But now certain questions arise. How do we know what branch of mathematics applies to a particular realm of experience? How do we know that a parallelism which we have discovered in a limited range of experiences of a certain kind will be valid over the whole range of the mathematical structure on the one hand and the whole range of experiences of me same kind on the other? How do we know that a particular branch of mathematics will have any corresponding possibilities in experience? The answer to all these questions is that we can know these things only by experience itself, i.e. by trial and error. Since, as I shall maintain and have adumbrated in Chapter 1, it is the oversight of this fact, and the illegitimate assumption that there is some necessity for whatever is true in mathematics to impose its inevitability on experience, that is primarily responsible for the error of special relativity, I should like to quote a passage from Einstein which shows that, as a general proposition at least, he was well aware of this contingent element in the relation between mathematics and experience. In a letter to the late Viscount Samuel, published with his consent in the latter's book, Essay in Physics, in the German original and in English translation, he wrote this:

For example, Euclidean geometry, considered as a mathematical system, is a mere play with empty concepts (straight lines, planes, points, etc., are mere 'fancies'). If, however, one adds that the straight line be replaced by a rigid rod, geometry is transformed into a physical theory. A theorem, like that of Pythagoras, then gains a reference to reality. On the other hand, the simple correlation of Euclidean geometry is being lost, if one notices that the rods, which are empirically at our disposal, are not 'rigid'. But does this fact reveal Euclidean geometry to be a mere fancy? No, a rather complicated sort of co-ordination exists between geometrical theorems and rods (or, generally speaking, the external world) which takes into account elasticity, thermic expansion, etc. Thereby geometry regains physical significance. Geometry may be true or false, according to its ability to establish correct and verifiable relations between our experiences.1

What I believe to be the basic misconception of modern mathematical physicists evident, as I say, not only in this problem but conspicuously so throughout the welter of wild speculations concerning cosmology and other departments of physical science is the idea that everything that is mathematically true must have a physical counterpart; and not only so, but must have the particular physical counterpart that happens to accord with the theory that the mathematician wishes to advocate.
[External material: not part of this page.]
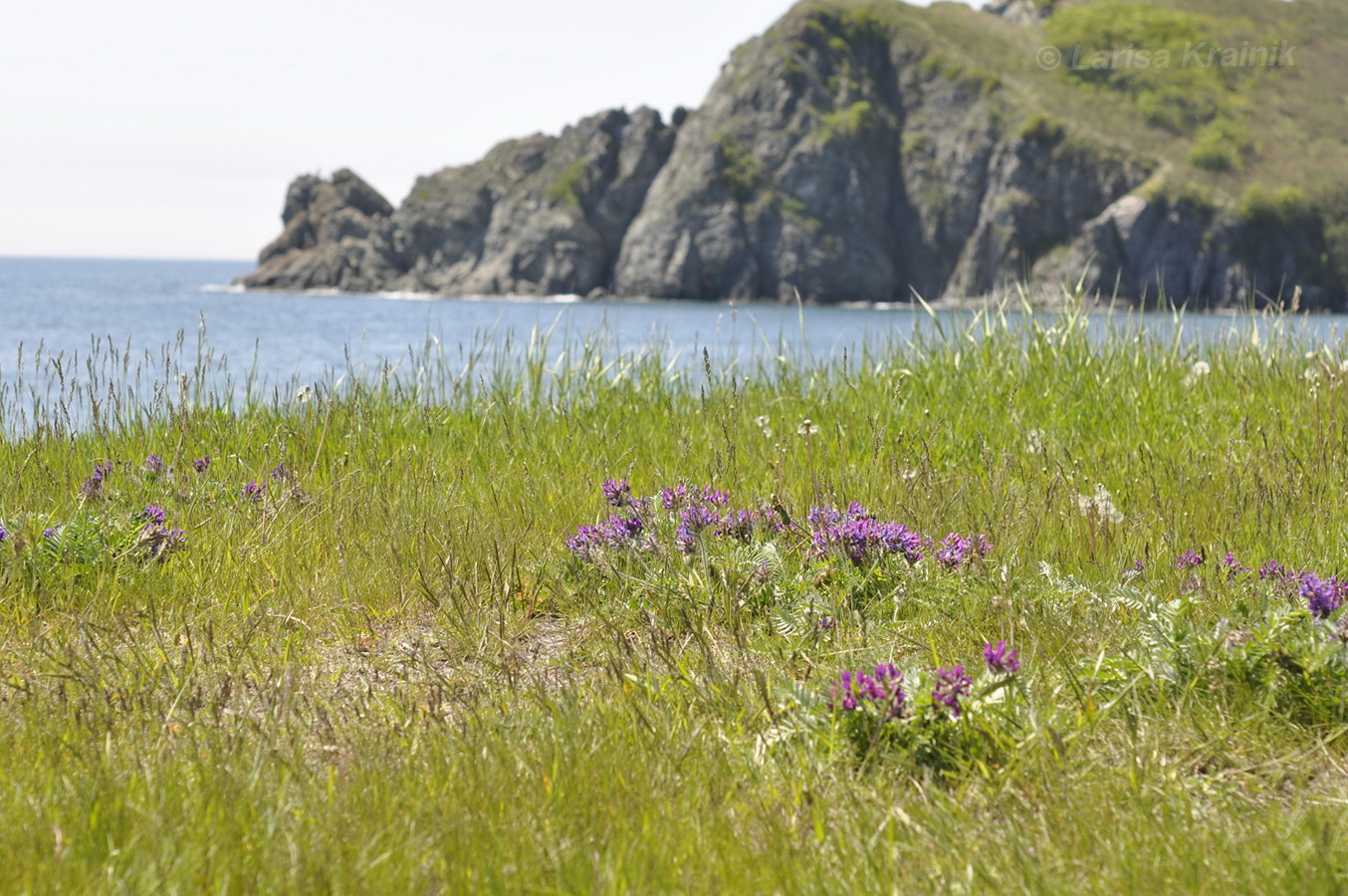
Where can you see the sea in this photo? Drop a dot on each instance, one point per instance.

I have already (Chapter 1) given some examples of this, associated with the greater generality of mathematics as compared with physics; here I wish to show some other aspects of the same fundamental misconception. It is seen easily enough in some very simple examples where it is so obvious that no one could possibly make the error in question; nevertheless, that error is made almost automatically when we get into realms unfamiliar in ordinary experience.
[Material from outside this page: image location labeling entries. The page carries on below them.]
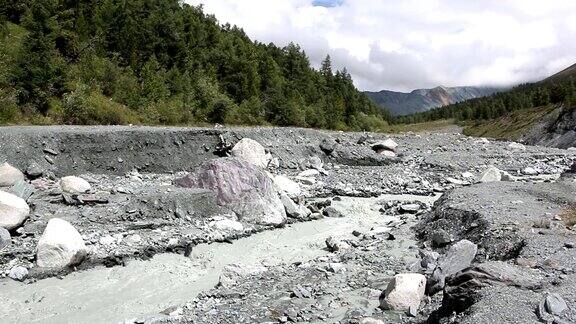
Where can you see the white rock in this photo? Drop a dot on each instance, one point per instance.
(404, 291)
(292, 208)
(455, 181)
(9, 175)
(231, 273)
(492, 174)
(388, 153)
(18, 273)
(226, 224)
(388, 144)
(13, 210)
(306, 180)
(517, 146)
(60, 245)
(74, 185)
(283, 183)
(530, 171)
(107, 240)
(505, 176)
(252, 152)
(309, 173)
(482, 140)
(336, 244)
Take, for example, the simple mathematical equation, 1+1=2. Over a wide range this holds good in experience as well as in mathematics, where it is always true. If we have one penny, and someone adds another to our wealth, we have two pennies. If we have one apple and add to it another and count the total, we find that it is two apples. And so on. We may therefore be inclined to generalise, and say that if we add one anything to another of the same thing, we have two of those things; in other words, x+x=2x, whatever x may be. But this is far from the truth. If we add one water drop to one water drop we get not two water drops but one larger drop. If we add one rabbit to one rabbit we may get a continent of rabbits. Even believers in special relativity will assert that if we add a velocity of 1 foot a second to a velocity of 1 foot a second we get a velocity slightly less than 2 feet a second. If we add one idea to one idea we may get a philosophy. If we add one commandment to one commandment we get all the law and the prophets. Browning wrote that it was only in music that one note added to two notes made a star, but in fact experience abounds in that kind of addition. Similarly, although adding three apples and subtracting two gives the same result as subtracting two and adding three, it is certainly not true that adding cocaine to a gum and subtracting a tooth gives the same result as subtracting the tooth and adding the cocaine.
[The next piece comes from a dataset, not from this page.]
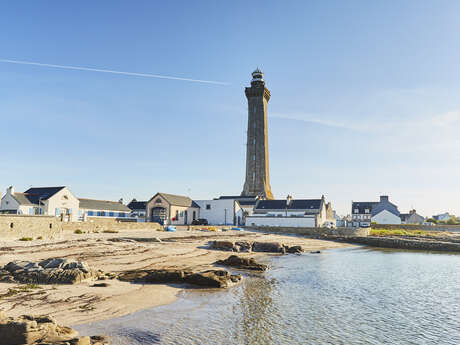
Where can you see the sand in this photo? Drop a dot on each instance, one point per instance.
(117, 252)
So it is with other operations of mathematics. In algebra, if a = b, then 2a=2b. This was applied in the Middle Ages to prove the immortality of the soul. To be half dead was the same as to be half alive: double both, and it follows that to be dead is to be alive. This particular argument would carry little weight now, but equally naive applications to experience of mathematical truths do flourish. Not long ago the mathematical fact that log 1 = 0 was applied to prove that there was no difference between something and nothing. The late Professor E. A. Milne proposed a theory called kinematical relativity2, according to which it was equally legitimate to represent the measurement of time by a certain symbol and by its logarithm. It was a short step from this to the conclusion that the question whether a distant nebula was moving rapidly away from us or remaining at the same distance was a 'no-question'; the two processes, were the same, since the only difference lay in our free choice of the way of measuring time, and we could equally well measure it directly or logarithmically. When it was pointed out that, if this were true, the principle could be applied equally well to a stone that is thrown at you, so that whether you would experience the impact or not would depend on what kind of watch you carried, Milne refused to consider the physical application of the mathematics. On one scale of time the stone hit you a few seconds after being thrown; on the other an infinite time would elapse; this was mathematically certain, and therefore the two cases were equivalent.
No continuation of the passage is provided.